You can run the simulation by typing `simulation(100)` into a cell, which will return a lot of data. Perhaps more usefully, you could do something like:

```python
my_pop, fitness_list = simulation(100)
plt.plot(fitness_list)
plt.xlabel('generations')
plt.ylabel('fitness')
plt.grid()
```

- How often does the population communicate in each generation?
- At what point are agents assessed for fitness?
- Run the simulation for a few generations: what do values returned by simulation signify?
- Run it again, with different numbers of generations: how long does it take for a stable, successful communication system to emerge? (Note: 1000 generations takes about 10-20 seconds, so be wary of starting very very long runs)
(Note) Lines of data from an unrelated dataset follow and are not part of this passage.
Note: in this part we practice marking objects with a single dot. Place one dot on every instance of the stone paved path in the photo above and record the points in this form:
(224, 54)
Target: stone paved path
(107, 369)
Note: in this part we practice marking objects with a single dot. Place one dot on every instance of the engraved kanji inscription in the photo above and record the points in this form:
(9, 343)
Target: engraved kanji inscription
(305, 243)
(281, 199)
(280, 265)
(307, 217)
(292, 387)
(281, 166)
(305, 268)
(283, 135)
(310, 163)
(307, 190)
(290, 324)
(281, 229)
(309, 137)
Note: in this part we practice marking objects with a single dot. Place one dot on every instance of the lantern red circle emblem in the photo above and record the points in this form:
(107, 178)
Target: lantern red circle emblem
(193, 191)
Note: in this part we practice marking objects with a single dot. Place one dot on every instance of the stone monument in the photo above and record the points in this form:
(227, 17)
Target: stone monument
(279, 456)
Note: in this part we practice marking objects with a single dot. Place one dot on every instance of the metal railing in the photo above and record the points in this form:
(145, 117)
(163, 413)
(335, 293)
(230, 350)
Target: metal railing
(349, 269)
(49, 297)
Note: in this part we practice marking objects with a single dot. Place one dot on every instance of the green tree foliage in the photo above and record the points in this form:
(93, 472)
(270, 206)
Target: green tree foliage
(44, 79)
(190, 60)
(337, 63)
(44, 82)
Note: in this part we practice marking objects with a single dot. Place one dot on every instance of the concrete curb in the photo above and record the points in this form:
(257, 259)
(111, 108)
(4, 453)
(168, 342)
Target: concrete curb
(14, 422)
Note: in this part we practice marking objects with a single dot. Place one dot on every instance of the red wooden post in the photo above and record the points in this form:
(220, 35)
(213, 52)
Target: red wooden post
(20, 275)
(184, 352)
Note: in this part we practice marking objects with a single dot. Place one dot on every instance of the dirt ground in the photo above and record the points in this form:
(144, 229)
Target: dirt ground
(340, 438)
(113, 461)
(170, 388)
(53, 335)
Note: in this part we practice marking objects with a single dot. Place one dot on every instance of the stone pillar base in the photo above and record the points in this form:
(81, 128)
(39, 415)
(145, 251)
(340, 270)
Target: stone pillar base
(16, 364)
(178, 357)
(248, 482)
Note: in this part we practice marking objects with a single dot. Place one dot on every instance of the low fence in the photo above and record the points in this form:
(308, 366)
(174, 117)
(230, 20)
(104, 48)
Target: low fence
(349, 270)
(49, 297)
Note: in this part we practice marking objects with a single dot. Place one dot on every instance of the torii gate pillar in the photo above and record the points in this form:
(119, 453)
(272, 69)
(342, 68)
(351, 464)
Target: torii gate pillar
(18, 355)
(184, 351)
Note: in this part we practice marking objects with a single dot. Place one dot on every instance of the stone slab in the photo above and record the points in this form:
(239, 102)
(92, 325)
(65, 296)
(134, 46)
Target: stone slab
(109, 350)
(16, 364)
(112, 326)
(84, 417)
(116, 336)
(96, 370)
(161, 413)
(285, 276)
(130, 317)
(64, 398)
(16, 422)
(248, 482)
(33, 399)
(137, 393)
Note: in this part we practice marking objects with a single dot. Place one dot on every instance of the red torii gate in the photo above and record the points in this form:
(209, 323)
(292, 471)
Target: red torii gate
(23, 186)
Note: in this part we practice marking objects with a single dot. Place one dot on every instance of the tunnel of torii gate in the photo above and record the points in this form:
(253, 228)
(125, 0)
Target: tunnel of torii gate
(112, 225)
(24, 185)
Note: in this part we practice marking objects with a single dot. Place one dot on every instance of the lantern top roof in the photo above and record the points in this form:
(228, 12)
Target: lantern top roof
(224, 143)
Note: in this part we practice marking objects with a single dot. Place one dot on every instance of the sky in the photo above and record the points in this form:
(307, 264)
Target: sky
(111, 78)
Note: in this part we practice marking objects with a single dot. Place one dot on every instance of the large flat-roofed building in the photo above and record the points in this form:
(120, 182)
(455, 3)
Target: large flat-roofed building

- Now try changing one of the simulation parameters defined in the cell a few pages up (e.g. `mutation_rate`, `interactions`, `signals` etc. etc.) and running the simulation again. 
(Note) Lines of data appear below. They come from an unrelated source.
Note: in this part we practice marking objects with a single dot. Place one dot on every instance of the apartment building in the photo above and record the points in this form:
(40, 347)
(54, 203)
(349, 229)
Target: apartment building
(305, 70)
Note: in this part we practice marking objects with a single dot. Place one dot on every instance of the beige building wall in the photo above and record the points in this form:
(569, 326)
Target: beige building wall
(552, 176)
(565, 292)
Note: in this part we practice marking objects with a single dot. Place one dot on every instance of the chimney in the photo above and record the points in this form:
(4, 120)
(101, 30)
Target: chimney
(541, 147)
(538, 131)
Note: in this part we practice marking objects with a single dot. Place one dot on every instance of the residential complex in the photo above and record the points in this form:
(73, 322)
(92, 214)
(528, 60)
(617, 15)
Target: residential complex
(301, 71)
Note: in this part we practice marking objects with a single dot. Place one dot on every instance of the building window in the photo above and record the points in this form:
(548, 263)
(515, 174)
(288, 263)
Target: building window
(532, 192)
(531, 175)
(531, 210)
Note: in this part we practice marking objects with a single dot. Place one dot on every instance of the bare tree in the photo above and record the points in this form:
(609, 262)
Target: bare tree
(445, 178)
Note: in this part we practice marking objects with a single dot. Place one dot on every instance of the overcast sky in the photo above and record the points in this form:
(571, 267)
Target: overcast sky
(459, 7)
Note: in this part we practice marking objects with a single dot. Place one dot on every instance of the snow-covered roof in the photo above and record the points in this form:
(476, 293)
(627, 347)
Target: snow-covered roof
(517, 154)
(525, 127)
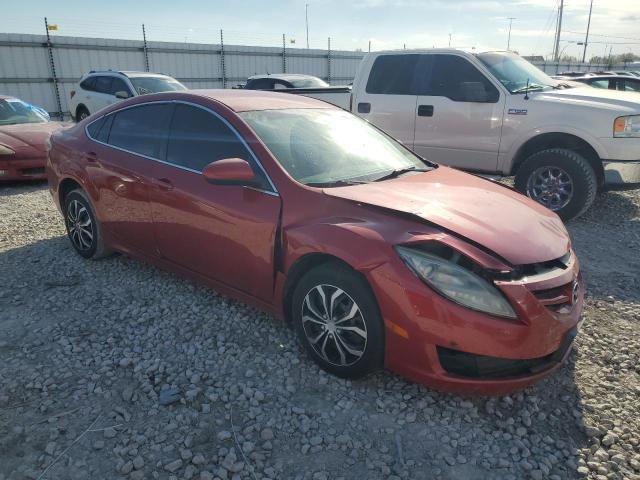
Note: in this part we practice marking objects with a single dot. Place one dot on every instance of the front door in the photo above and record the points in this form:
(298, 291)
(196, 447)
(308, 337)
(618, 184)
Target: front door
(459, 114)
(225, 232)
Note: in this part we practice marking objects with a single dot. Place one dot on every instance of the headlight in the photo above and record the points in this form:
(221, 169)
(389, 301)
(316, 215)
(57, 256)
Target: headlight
(4, 150)
(626, 127)
(457, 283)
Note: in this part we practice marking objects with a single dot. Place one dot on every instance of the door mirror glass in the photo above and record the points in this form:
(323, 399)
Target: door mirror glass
(229, 171)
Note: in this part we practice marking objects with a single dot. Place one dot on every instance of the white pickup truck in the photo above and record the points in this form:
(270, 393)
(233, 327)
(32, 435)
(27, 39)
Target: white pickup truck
(495, 113)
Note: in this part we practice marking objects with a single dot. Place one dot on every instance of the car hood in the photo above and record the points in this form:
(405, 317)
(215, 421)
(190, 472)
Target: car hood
(628, 102)
(27, 135)
(492, 215)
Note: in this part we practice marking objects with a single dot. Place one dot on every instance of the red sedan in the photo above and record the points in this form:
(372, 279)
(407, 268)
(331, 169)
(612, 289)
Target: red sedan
(24, 133)
(376, 256)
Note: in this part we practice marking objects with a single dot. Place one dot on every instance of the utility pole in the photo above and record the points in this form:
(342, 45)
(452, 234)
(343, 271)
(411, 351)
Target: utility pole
(511, 19)
(556, 50)
(586, 39)
(306, 21)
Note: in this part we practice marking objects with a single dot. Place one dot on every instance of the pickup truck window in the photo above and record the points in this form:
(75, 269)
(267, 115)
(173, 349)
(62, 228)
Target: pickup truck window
(514, 72)
(393, 75)
(456, 78)
(330, 147)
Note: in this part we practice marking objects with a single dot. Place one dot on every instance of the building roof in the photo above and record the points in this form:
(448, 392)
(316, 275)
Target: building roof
(246, 100)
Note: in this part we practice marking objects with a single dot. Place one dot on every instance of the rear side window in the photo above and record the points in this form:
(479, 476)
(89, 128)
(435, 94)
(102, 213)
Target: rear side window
(88, 84)
(198, 138)
(118, 85)
(142, 129)
(456, 78)
(103, 84)
(393, 75)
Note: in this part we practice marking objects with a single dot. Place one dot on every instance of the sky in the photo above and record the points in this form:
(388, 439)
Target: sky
(351, 24)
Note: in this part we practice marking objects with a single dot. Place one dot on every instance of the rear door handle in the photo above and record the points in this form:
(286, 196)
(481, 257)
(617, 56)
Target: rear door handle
(164, 184)
(425, 110)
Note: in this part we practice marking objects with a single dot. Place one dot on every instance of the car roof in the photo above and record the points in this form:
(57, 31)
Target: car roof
(281, 76)
(247, 100)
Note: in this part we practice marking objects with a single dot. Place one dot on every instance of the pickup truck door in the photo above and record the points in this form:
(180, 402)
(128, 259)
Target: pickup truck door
(388, 100)
(459, 114)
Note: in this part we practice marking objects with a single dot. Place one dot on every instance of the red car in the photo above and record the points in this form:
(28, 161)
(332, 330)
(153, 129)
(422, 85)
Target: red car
(24, 133)
(376, 256)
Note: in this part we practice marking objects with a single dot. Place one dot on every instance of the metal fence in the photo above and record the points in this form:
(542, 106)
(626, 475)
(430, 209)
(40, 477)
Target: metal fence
(43, 70)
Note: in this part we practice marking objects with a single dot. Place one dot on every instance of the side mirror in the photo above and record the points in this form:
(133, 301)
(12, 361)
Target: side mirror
(229, 171)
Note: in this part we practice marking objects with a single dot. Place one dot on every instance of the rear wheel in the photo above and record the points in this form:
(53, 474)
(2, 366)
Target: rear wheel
(82, 226)
(337, 321)
(560, 179)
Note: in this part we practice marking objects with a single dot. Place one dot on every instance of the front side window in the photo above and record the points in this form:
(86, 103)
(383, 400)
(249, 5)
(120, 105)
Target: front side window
(142, 129)
(393, 75)
(456, 78)
(198, 138)
(514, 72)
(146, 85)
(324, 147)
(14, 111)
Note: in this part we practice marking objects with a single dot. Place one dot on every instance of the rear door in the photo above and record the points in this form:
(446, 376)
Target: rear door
(127, 144)
(459, 114)
(224, 232)
(389, 98)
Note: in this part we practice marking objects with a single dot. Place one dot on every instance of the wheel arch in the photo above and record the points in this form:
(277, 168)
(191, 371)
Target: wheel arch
(545, 141)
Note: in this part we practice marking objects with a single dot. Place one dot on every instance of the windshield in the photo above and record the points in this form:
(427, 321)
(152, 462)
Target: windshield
(514, 71)
(14, 111)
(309, 82)
(145, 85)
(326, 147)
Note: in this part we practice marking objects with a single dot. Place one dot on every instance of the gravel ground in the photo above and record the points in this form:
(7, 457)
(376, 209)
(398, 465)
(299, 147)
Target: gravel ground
(115, 369)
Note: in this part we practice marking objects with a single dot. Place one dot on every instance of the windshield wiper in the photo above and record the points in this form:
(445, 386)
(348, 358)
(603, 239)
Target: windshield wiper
(398, 172)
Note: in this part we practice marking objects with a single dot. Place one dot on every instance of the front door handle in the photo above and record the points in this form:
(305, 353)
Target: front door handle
(164, 184)
(425, 110)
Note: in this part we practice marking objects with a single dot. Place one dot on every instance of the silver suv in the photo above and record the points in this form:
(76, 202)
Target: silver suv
(97, 90)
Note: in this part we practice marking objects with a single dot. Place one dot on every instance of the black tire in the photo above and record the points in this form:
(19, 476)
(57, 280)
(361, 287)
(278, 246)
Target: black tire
(566, 164)
(82, 113)
(83, 228)
(340, 335)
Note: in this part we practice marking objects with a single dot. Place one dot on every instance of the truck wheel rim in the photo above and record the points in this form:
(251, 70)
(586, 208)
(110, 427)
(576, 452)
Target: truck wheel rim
(551, 187)
(334, 325)
(79, 225)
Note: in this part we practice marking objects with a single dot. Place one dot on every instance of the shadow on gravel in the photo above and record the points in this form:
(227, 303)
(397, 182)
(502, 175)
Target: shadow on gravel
(13, 188)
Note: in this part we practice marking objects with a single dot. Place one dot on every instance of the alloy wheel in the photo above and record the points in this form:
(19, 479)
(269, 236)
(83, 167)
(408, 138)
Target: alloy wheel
(333, 325)
(79, 225)
(551, 187)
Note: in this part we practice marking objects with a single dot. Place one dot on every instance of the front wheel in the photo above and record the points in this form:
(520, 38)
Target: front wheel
(560, 179)
(337, 321)
(82, 226)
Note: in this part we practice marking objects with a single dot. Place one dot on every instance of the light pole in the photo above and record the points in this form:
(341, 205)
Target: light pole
(586, 38)
(306, 21)
(511, 19)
If you like, you can plot multiple runs of the simulation with different parameters on the same graph. For example:

```python
interactions = 1000
my_pop, fitness_list1 = simulation(100)

interactions = 100
my_pop, fitness_list2 = simulation(100)

plt.plot(fitness_list1, color='red', label='1000 interactions')
plt.plot(fitness_list2, color='green', label='100 interactions')
plt.xlabel('generations')
plt.ylabel('fitness')
plt.legend()
plt.grid()
```

Or, better still, you could do a bunch of runs of the simulation, and then compare them in a plot, like this (which aggregates 10 runs in each of the two paramater settings being compared):

```python
interactions = 1000
fitness_list1s = []
for n in range(10):
    my_pop, fitness_list1 = simulation(100)
    fitness_list1s.append(fitness_list1)

interactions = 100
fitness_list2s = []
for n in range(10):
    my_pop, fitness_list2 = simulation(100)
    fitness_list2s.append(fitness_list2)
    
    
for fitness_list1 in fitness_list1s:
        plt.plot(fitness_list1, color='red', alpha=0.3')
plt.plot([], color='red', label='1000 interactions')

for fitness_list2 in fitness_list2s:
        plt.plot(fitness_list2, color='green', alpha=0.3)
plt.plot([], color='green', label='100 interactions')

    
plt.xlabel('generations')
plt.ylabel('fitness')
plt.legend()
plt.grid()
```

N.B. You might want to run the simulations and plot the graphs in separate cells in the notebook, so you don't end up re-running the simulations each time you want to fiddle with the way the graphs look.

### Questions

Everyone should attempt questions 1 and 2, and have a think about question 4.

1. Under what conditions does stable, successful communication evolve? (Note that it is a very good idea to run the simulation a few times for each setting of the parameters you want to test, and plot the results).
2. Can you speed up evolution (or slow it down)? How? Is there a limit to how fast evolution can happen in the model?
3. **[optional]** In earlier notebooks we gave you the option of modelling production and reception using a single matrix of weights, or of modelling populations in a more structured way (e.g. where each individual communicated with their neighbours). What difference do you think these factors will make to the evolution of communication? Make the necessary adjustments to the code and find out.
4. In this model a parent’s signalling system is transmitted directly to their offspring - this is our model of the genetic transmission of an innate signalling system. How else might a signalling system be transmitted from parent to offspring, and how might you model that process?